That evening’s short-lived triumph cost me dear. It betrayed my scarcely self-acknowledged secret to another. Miss Hammond’s woman’s-eye had read the poor fool who laid her heart open before her. I was made to feel my weakness before her the next morning, when, walking into our kitchen, she asked, with her hard, yet dignified calmness, that I should gather for her some of the Summer Sweetings that hung so thick on the tree behind our house.
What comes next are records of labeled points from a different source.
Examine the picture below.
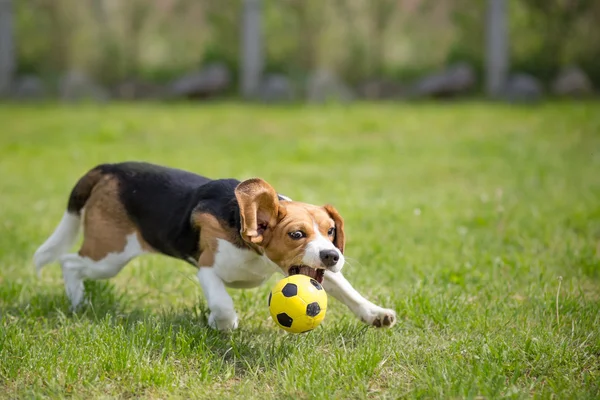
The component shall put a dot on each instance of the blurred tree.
(252, 55)
(7, 53)
(496, 47)
(554, 24)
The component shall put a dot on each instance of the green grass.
(479, 224)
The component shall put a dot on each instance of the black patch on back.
(161, 200)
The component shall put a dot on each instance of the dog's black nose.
(329, 257)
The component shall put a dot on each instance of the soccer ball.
(298, 303)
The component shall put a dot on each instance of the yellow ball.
(298, 303)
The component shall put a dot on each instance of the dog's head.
(298, 237)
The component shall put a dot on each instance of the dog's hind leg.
(110, 241)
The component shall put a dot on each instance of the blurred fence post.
(496, 47)
(7, 51)
(252, 48)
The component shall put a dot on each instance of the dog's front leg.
(338, 286)
(222, 313)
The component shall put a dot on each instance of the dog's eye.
(297, 235)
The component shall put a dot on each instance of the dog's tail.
(65, 234)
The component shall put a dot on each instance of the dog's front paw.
(223, 322)
(378, 316)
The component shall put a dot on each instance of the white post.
(7, 51)
(496, 46)
(251, 48)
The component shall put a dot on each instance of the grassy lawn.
(479, 224)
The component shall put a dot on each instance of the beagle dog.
(237, 234)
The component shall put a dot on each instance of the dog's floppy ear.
(259, 209)
(339, 240)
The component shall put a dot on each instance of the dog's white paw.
(378, 316)
(223, 322)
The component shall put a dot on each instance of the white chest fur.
(241, 268)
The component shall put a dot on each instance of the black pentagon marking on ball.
(290, 290)
(316, 284)
(284, 320)
(313, 309)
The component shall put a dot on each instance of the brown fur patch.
(259, 208)
(281, 248)
(106, 224)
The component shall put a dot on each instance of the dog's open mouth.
(316, 274)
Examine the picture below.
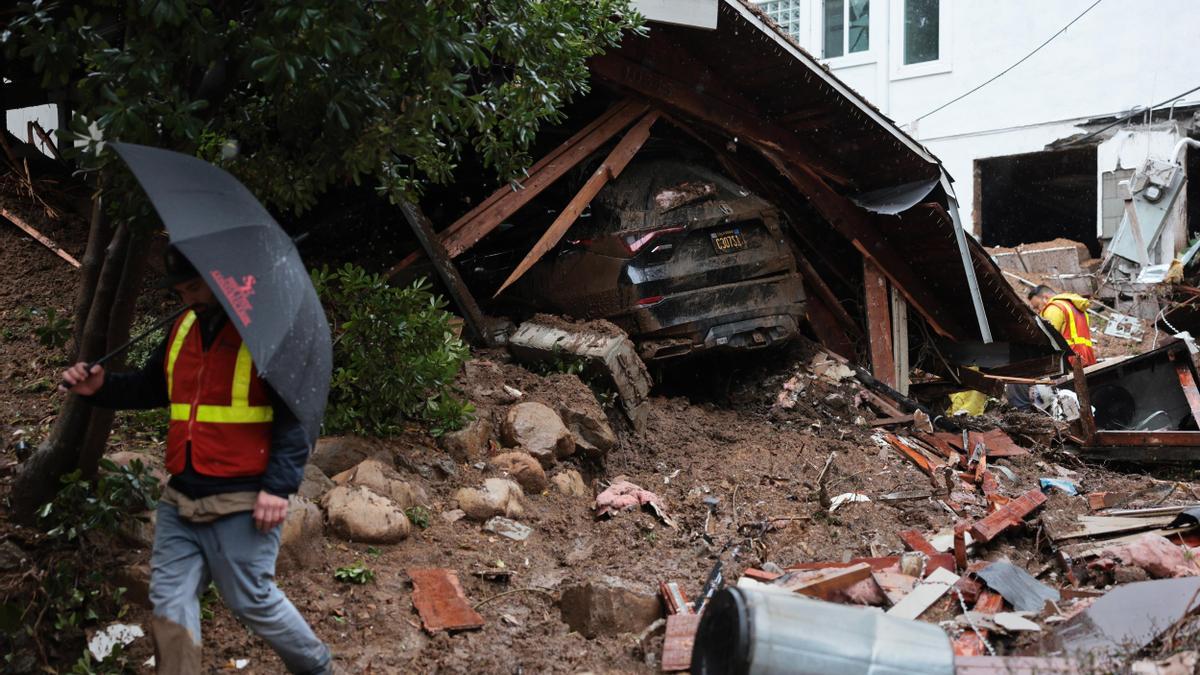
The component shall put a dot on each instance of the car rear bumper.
(745, 315)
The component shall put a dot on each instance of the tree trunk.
(100, 234)
(119, 322)
(37, 481)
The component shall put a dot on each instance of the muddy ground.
(760, 464)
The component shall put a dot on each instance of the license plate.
(729, 242)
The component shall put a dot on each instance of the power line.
(1025, 58)
(1135, 112)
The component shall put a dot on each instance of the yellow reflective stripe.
(234, 414)
(241, 377)
(177, 346)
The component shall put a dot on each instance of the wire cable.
(1001, 73)
(1135, 112)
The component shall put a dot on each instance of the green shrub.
(395, 356)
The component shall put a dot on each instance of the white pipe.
(1179, 149)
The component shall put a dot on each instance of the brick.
(679, 639)
(441, 602)
(1009, 514)
(915, 541)
(945, 561)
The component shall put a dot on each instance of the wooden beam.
(41, 238)
(900, 341)
(792, 160)
(448, 273)
(879, 324)
(616, 162)
(1188, 382)
(1086, 422)
(507, 201)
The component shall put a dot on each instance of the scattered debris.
(623, 495)
(508, 529)
(441, 602)
(1017, 586)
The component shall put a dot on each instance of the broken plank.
(879, 323)
(1009, 514)
(894, 585)
(678, 643)
(936, 561)
(616, 162)
(1103, 525)
(912, 453)
(924, 595)
(41, 238)
(448, 273)
(441, 602)
(971, 644)
(1018, 665)
(826, 584)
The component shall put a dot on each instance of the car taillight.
(639, 240)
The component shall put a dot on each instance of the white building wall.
(1121, 54)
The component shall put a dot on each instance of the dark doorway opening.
(1038, 197)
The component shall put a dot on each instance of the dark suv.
(678, 256)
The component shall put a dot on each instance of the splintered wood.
(441, 602)
(1007, 515)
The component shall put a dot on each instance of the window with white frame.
(784, 12)
(846, 27)
(922, 31)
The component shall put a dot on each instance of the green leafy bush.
(357, 573)
(395, 356)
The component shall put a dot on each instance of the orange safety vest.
(1077, 332)
(219, 404)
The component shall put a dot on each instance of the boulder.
(471, 442)
(523, 469)
(315, 483)
(538, 430)
(498, 496)
(359, 514)
(335, 454)
(383, 481)
(571, 484)
(609, 607)
(303, 536)
(589, 426)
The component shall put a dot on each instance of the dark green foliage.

She followed me to the orchard. I gathered the apples diligently and spoke no word, but not for that did I escape. She stood calmly looking on till I had finished, then began with that terrible opening from which we all shrink.
“I should like to speak to you a few moments, Janet.”
I quailed before her, for I had somehow a perception of what she was going to say, though I scarcely dreamed of the hardness with which it would by said. The blow came, however.
“My brother has been in the habit of taking notice of you ever since he has been on the Sandy, and he has been of great advantage to you; but you must be aware that such notice as he gave you when you were a mere child cannot be continued now that you are a woman.”
I bowed my head, and my lips formed something like a “Yes.”
She went on.
“I say this to you because I was surprised to find by your behavior last night that you had allowed yourself to presume upon that notice, and I do not suppose you know how unbecoming this is, from a person in your position, especially before Miss Worthington.”
I was stung into a reply.
“What is Miss Worthington to me?” came out sullenly from my lips.
“Nothing to you, certainly, nor can she ever be; but as the future wife of my brother, she is something to me.”
It was true, then; but so fully had I felt the truth before that this certainty gave me no added pang. From its very depths of despair I drew strength, and, my courage rising, I had power even to look full at Miss Hammond, and say,—
“You may be sure I shall never intrude myself on Mr. Hammond’s wife or sister, nor upon him, unless he desires it, except, indeed, to wish him happiness.”
My unexpected calmness roused her worst feelings, her pride, her jealousy, and, with a woman’s keen aim, she sent the next dart home. So calmly she spoke, too, with such command of herself,—with a lady-like self-control that I, alas! knew not how to reach.
“I am happy to hear you say so, for there have been times when your singular manner has made me fear that you nourished some very false and idle dreams,—follies that I have sometimes thought it my duty as a woman to warn you against”; and with one keen look at my burning face, she took up the basket and walked away.